While Syria poses a more immediate risk, the spillover of Middle Eastern Islamic terrorism into south-east Asia has been on the agenda for a while. The Bali bombings of October 2002, which killed 88 Australians, made this threat all too real. Jemaah Islamiah, a south-east Asian militant Islamist organisation with ties to al-Qaeda in the Middle East was responsible for the attack. A week later, al-Qaeda said that the bombings were in retaliation for Australia’s support of the US war on terror, involvement in Afghanistan and the liberation of East Timor.

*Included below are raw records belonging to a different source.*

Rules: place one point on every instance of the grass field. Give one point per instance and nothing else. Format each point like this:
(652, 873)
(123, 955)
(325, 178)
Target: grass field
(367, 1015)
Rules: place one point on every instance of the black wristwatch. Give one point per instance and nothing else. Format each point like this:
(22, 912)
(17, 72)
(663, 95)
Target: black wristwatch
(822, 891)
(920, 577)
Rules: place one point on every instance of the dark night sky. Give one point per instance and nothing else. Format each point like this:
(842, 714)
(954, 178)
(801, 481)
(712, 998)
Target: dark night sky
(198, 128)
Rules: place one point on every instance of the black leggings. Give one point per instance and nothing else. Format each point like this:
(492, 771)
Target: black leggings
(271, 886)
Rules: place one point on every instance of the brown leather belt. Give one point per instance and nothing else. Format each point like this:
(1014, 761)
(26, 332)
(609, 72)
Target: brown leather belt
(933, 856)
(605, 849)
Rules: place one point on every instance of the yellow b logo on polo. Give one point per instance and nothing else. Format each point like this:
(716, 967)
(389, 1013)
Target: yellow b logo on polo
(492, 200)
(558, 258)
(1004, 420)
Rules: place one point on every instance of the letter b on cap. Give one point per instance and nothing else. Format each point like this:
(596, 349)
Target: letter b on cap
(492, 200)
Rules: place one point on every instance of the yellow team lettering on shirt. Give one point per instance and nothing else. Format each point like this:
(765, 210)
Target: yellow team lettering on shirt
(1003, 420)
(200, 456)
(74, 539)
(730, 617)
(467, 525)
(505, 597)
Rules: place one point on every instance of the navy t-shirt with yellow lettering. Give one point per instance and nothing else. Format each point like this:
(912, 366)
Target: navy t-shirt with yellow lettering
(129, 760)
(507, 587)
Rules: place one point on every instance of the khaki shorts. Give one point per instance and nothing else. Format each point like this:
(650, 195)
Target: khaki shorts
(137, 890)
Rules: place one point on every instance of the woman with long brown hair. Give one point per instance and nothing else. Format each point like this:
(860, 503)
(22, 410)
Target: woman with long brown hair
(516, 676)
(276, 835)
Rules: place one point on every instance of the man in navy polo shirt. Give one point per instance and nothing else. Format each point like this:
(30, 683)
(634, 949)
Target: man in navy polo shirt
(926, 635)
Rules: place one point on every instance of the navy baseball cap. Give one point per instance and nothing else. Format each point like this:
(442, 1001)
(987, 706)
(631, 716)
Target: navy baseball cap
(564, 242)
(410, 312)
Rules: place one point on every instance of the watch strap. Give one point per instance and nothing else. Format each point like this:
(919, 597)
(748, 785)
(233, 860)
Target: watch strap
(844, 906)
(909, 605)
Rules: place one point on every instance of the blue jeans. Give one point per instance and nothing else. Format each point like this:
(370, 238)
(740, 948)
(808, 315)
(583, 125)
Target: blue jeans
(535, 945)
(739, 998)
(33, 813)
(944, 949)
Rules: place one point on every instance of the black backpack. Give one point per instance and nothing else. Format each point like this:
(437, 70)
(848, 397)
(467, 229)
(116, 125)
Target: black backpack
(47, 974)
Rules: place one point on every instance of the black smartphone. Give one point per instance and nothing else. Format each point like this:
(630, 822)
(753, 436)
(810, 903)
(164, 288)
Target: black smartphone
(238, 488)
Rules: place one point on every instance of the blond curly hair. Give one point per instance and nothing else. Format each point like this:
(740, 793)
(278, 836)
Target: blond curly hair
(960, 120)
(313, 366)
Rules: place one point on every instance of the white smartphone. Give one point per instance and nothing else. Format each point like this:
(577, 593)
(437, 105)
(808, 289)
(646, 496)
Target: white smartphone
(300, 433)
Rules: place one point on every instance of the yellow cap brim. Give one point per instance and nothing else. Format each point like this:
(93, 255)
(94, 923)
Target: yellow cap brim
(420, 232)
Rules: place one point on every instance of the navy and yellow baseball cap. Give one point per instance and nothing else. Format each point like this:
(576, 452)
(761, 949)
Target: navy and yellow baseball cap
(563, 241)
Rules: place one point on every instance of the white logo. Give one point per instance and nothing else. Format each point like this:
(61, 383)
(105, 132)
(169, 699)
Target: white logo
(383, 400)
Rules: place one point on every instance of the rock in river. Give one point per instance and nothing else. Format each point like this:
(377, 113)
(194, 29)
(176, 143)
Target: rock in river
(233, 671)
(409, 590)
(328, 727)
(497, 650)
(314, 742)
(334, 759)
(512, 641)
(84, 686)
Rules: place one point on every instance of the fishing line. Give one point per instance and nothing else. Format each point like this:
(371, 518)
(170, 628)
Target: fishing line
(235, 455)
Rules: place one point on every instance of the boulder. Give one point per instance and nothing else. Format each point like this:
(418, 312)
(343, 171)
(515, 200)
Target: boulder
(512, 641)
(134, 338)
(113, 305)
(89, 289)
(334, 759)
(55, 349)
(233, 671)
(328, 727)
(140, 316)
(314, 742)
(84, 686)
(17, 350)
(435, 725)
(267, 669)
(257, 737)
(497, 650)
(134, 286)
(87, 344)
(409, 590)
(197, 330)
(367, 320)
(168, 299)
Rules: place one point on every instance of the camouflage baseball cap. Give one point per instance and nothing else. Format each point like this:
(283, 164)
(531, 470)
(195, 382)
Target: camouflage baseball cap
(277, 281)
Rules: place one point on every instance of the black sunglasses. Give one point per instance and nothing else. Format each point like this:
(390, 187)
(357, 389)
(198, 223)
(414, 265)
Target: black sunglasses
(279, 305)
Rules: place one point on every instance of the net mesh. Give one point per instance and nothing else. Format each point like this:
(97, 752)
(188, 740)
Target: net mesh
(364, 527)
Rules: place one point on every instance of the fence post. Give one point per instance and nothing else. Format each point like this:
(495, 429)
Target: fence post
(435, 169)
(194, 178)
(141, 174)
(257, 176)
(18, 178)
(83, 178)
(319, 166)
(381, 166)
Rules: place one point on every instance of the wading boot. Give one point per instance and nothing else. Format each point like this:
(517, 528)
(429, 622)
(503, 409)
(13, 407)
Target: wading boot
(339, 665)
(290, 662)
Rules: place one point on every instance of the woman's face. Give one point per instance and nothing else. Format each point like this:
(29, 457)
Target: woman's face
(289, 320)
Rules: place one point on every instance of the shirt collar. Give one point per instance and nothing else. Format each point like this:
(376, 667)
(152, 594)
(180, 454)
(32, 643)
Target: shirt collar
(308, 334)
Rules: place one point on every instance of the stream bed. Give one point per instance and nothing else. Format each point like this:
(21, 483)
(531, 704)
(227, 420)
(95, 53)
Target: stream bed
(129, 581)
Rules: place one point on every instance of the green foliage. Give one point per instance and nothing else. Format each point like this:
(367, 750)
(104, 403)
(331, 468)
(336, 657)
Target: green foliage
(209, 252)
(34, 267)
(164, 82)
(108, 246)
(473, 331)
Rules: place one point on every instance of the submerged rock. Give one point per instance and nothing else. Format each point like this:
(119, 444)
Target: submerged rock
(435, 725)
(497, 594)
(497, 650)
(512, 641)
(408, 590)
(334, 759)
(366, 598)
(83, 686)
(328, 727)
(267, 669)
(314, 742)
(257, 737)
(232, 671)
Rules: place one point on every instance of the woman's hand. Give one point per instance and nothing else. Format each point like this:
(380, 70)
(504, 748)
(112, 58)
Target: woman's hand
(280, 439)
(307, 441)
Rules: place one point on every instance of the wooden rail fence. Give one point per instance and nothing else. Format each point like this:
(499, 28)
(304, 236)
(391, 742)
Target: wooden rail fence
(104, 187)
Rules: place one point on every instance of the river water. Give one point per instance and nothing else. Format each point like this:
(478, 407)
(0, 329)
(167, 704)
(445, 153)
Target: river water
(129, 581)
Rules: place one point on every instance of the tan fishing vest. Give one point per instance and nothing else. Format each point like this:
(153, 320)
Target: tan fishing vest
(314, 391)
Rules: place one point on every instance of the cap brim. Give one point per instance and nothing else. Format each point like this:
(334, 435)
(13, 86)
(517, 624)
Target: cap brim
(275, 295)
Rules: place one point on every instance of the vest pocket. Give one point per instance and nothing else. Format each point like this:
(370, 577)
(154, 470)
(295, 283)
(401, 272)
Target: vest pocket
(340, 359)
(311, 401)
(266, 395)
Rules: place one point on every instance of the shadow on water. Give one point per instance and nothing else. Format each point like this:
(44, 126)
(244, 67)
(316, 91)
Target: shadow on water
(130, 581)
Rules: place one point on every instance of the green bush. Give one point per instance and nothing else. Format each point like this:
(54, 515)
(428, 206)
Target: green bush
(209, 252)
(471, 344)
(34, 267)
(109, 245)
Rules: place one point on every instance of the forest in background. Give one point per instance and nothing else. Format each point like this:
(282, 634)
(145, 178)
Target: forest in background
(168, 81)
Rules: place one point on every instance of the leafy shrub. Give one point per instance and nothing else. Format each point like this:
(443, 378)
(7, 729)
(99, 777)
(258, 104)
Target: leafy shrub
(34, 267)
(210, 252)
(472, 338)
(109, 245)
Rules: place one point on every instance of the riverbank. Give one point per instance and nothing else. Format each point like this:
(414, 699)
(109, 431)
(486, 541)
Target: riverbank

Of course Australia is focused on Asia. The growth of China, disputes in the South China Sea and changes in Indonesia and Thailand are much closer to home. But stability in the Middle East matters for Asia’s security too, because the more the US devotes effort to pacifying and securing the Middle East, the less it will be devoted to managing flashpoints in Asia. Australia would much rather live in an Asia that has Washington’s undivided attention.
Australia can ignore the Middle East today, but that won’t stop the region having an impact on Australian interests tomorrow. It’s an unstable but valuable part of the world. If Canberra decides too late that it needs to understand what’s going on, it will have to redevelop the capacity and relearn the lessons learnt over a decade spent on the ground. It is natural for strategic priorities to shift, but it’s a mistake to let skills dissolve. It is in Canberra’s economic and strategic interest to understand the Middle East, and where possible to promote stability. After all, there’s more to the world than Asia.

Dina Esfandiary is a research associate, Non-Proliferation and Disarmament Program with the International Institute for Strategic Studies.